In early June, after the ordeal of exams that earned Plath the equivalent of about a B+ and a master’s degree, the couple headed for Yorkshire to stay with Ted’s parents before sailing to America. On 8 June, Sylvia described for her mother’s benefit a cozy family get-together with Olwyn, who had just arrived from France. Sylvia had cast aside what she thought of as the false, artificial world of Cambridge with T. S. Eliot’s line about “preparing a face to meet a face.” The couple took long walks on the moors.
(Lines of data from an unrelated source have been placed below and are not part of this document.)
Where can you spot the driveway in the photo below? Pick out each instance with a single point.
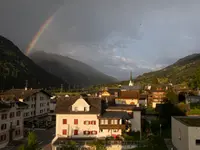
(44, 137)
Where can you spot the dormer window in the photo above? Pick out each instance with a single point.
(85, 109)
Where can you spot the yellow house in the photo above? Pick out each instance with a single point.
(128, 98)
(105, 94)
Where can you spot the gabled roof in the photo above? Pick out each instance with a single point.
(3, 105)
(64, 105)
(20, 93)
(112, 114)
(129, 95)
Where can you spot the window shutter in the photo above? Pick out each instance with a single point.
(64, 132)
(64, 121)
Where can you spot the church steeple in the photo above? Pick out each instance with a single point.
(131, 79)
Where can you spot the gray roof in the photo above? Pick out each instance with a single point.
(115, 114)
(135, 87)
(64, 105)
(192, 121)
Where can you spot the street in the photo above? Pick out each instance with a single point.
(44, 137)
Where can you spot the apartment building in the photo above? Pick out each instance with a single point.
(37, 100)
(128, 98)
(85, 118)
(156, 97)
(186, 132)
(11, 121)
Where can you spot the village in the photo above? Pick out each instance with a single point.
(128, 117)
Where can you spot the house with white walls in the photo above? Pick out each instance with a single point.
(186, 132)
(38, 102)
(11, 121)
(85, 118)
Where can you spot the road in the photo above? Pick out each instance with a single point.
(44, 137)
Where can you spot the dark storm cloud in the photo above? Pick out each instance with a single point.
(114, 36)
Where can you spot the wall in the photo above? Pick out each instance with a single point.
(45, 101)
(127, 101)
(194, 134)
(136, 121)
(70, 126)
(80, 104)
(178, 129)
(107, 132)
(8, 122)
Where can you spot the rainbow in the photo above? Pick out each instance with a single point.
(38, 34)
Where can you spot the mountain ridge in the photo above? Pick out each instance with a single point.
(70, 70)
(182, 71)
(15, 68)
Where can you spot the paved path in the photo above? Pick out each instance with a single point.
(169, 144)
(44, 137)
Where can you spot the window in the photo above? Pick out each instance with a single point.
(114, 122)
(75, 108)
(86, 132)
(18, 113)
(64, 121)
(198, 142)
(12, 114)
(75, 132)
(17, 132)
(86, 122)
(17, 122)
(104, 121)
(75, 121)
(3, 126)
(93, 122)
(64, 132)
(4, 116)
(85, 109)
(93, 132)
(3, 138)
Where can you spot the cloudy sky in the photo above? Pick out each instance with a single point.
(114, 36)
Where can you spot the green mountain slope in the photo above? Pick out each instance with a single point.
(180, 72)
(15, 68)
(70, 70)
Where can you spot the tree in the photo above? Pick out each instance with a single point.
(71, 145)
(195, 82)
(172, 97)
(99, 145)
(32, 143)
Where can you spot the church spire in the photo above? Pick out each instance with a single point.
(131, 79)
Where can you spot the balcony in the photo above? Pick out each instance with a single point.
(113, 126)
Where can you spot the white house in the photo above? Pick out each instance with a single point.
(11, 121)
(186, 133)
(38, 102)
(79, 118)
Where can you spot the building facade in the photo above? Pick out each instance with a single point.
(86, 118)
(11, 121)
(186, 133)
(38, 102)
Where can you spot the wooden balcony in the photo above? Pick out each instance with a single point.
(113, 126)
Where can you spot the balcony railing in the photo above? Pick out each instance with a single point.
(112, 126)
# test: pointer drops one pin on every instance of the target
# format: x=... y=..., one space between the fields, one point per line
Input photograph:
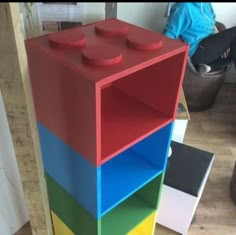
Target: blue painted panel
x=155 y=147
x=124 y=175
x=101 y=189
x=70 y=170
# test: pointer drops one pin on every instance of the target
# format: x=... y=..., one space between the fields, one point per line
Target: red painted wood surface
x=73 y=87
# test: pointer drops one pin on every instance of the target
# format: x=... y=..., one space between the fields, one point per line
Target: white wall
x=12 y=205
x=225 y=13
x=152 y=15
x=94 y=11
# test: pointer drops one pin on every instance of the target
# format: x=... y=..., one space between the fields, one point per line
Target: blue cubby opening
x=100 y=189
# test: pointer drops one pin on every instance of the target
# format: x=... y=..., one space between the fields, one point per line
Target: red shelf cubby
x=105 y=86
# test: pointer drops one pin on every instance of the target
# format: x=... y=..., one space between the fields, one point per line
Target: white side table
x=186 y=175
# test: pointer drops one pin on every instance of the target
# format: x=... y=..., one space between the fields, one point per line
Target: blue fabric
x=190 y=22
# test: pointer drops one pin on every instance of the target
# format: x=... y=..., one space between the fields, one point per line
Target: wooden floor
x=212 y=130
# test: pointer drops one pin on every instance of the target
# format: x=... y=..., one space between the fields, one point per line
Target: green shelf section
x=120 y=220
x=132 y=211
x=77 y=219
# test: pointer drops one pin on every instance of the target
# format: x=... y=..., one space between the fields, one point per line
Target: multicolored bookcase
x=106 y=97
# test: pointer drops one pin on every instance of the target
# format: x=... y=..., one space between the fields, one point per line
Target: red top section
x=102 y=56
x=138 y=38
x=68 y=39
x=144 y=40
x=111 y=28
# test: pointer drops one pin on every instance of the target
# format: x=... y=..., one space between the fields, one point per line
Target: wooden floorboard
x=213 y=130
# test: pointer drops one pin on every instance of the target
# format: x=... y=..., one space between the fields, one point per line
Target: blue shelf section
x=134 y=168
x=70 y=170
x=100 y=189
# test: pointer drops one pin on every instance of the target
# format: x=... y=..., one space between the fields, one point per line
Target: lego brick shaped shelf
x=106 y=97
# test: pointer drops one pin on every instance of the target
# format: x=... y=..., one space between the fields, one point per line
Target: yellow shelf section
x=59 y=227
x=146 y=227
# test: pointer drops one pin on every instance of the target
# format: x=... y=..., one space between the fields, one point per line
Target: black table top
x=187 y=168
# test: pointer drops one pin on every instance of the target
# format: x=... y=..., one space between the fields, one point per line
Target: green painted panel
x=78 y=220
x=121 y=220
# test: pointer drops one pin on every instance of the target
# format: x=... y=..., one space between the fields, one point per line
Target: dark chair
x=201 y=90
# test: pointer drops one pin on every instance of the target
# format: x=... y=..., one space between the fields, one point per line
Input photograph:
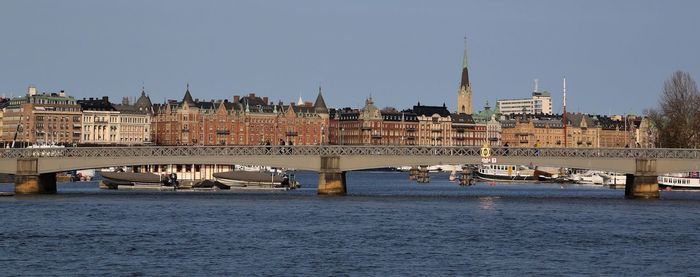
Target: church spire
x=465 y=71
x=188 y=97
x=320 y=104
x=464 y=93
x=464 y=60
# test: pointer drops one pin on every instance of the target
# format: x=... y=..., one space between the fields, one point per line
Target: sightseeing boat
x=133 y=180
x=613 y=180
x=256 y=180
x=689 y=180
x=508 y=173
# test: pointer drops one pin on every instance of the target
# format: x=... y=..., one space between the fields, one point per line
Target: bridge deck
x=352 y=157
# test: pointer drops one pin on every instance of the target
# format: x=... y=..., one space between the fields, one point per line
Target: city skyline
x=609 y=52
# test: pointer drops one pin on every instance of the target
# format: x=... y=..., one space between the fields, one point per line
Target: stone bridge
x=34 y=167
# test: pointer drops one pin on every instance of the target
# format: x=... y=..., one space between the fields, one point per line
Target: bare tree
x=677 y=118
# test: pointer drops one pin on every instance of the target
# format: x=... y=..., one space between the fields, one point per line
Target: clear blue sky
x=615 y=54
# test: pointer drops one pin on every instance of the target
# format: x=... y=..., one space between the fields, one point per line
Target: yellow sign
x=485 y=151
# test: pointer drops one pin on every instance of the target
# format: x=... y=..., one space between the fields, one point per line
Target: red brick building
x=247 y=120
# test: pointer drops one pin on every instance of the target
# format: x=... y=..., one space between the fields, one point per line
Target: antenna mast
x=564 y=113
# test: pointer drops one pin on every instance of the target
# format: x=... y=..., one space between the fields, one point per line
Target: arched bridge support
x=643 y=183
x=331 y=180
x=29 y=181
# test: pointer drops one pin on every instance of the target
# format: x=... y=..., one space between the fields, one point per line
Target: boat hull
x=505 y=178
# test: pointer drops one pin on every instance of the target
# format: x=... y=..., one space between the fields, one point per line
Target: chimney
x=31 y=90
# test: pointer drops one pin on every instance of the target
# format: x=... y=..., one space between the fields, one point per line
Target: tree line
x=677 y=117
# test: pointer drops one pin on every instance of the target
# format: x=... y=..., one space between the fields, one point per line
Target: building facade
x=539 y=103
x=42 y=118
x=434 y=125
x=372 y=126
x=247 y=120
x=135 y=121
x=100 y=121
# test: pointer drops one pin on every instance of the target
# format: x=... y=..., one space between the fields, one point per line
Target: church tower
x=464 y=94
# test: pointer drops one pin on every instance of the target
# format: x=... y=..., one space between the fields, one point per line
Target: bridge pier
x=29 y=181
x=643 y=183
x=331 y=181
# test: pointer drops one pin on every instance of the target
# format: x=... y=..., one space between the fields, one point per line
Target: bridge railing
x=345 y=150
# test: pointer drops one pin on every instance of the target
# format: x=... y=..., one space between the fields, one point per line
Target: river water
x=385 y=226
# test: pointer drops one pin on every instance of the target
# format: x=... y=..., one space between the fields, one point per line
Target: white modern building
x=539 y=103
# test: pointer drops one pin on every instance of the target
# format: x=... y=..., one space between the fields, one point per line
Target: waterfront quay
x=36 y=169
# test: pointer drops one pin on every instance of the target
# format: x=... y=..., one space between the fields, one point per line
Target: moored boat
x=255 y=179
x=508 y=173
x=688 y=181
x=133 y=180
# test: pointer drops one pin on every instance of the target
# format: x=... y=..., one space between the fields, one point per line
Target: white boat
x=689 y=180
x=510 y=173
x=588 y=177
x=613 y=179
x=255 y=179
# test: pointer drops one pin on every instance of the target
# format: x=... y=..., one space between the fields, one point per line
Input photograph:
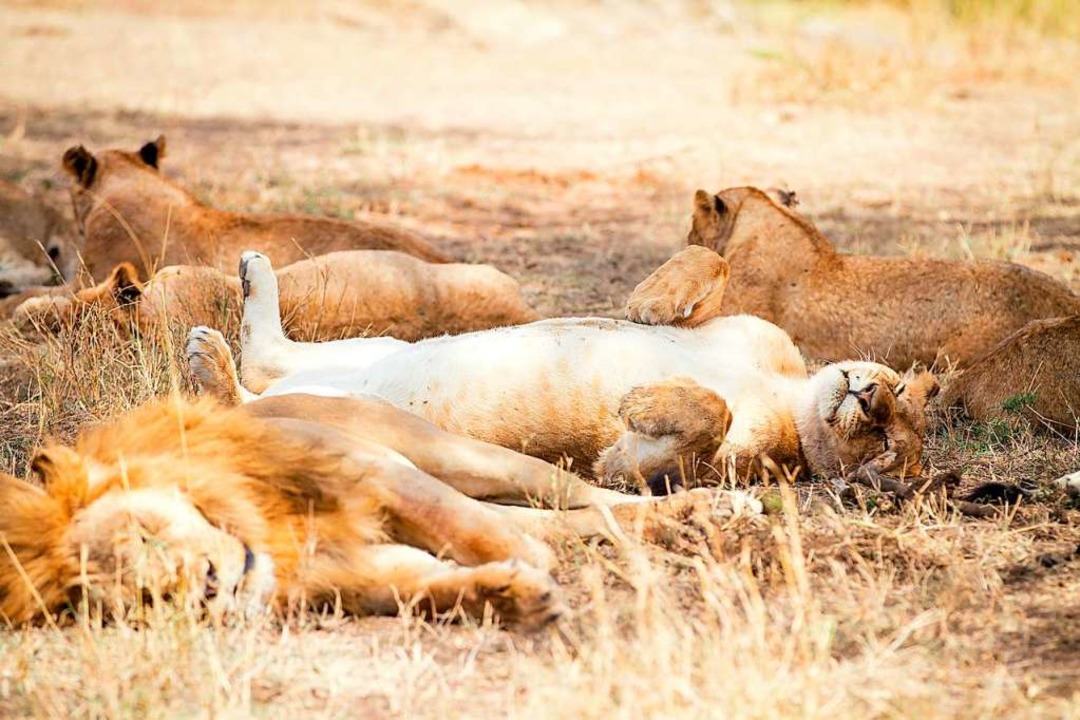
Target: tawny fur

A letter Ted wrote to Olywn on 20 June aboard the RMS Queen Elizabeth on the way to America suggests that not everyone was as simpatico as Sylvia said they were. “Don’t criticize Sylvia too badly about the way she got up and came after me,” Ted exhorted Olwyn, who thought Sylvia had been rude to John Fisher, Ted’s old and beloved teacher. When Sylvia abruptly rushed out of the room, an awkward silence ensued until Ted said he’d better look after her. Then, as he returned to his company, she had rushed down the stairs after him. Olwyn was clearly impatient with Sylvia’s moods, which shifted from high-pitched animation to sullen silence. Ted expatiated: A “nervy” Sylvia was still recovering from her exams and found company disturbed her need to rest. The “smarmy” behavior Olywn despised was Sylvia’s response to panic, when she was trying too hard to be “open & too nice.” Ted had seen a carefully hidden side of Sylvia that moved him to say apologetically, “She says stupid things then that mortify her afterwards. Her second thought—her retrospect, is penetrating, skeptical, and subtle. But she can never bring that second-thinking mind to the surface with a person until she’s known them some time.” Ted could have been Arthur Miller apologizing for Marilyn Monroe, whose erratic behavior often placed him in the same embarrassing situations. Both men felt deeply protective of the women who had inspired them far more than anyone in a superficial social setting could imagine. On the surface, it seemed to Olwyn that her brother had married a woman unworthy of him. Ted worked hard to bring Olwyn round: “You saw how much better she was the last day. Don’t judge her on her awkward behavior.” Like Miller, Hughes made his excuses, mentioning Sylvia’s “miserable past,” which he would in due course tell Olwyn about. Sylvia could be a harsh judge of people, Ted told his sister, but his wife had already developed considerable respect for Olwyn and prized her. How much Hughes was placating his sister, and how much he believed what he said, is impossible to tell.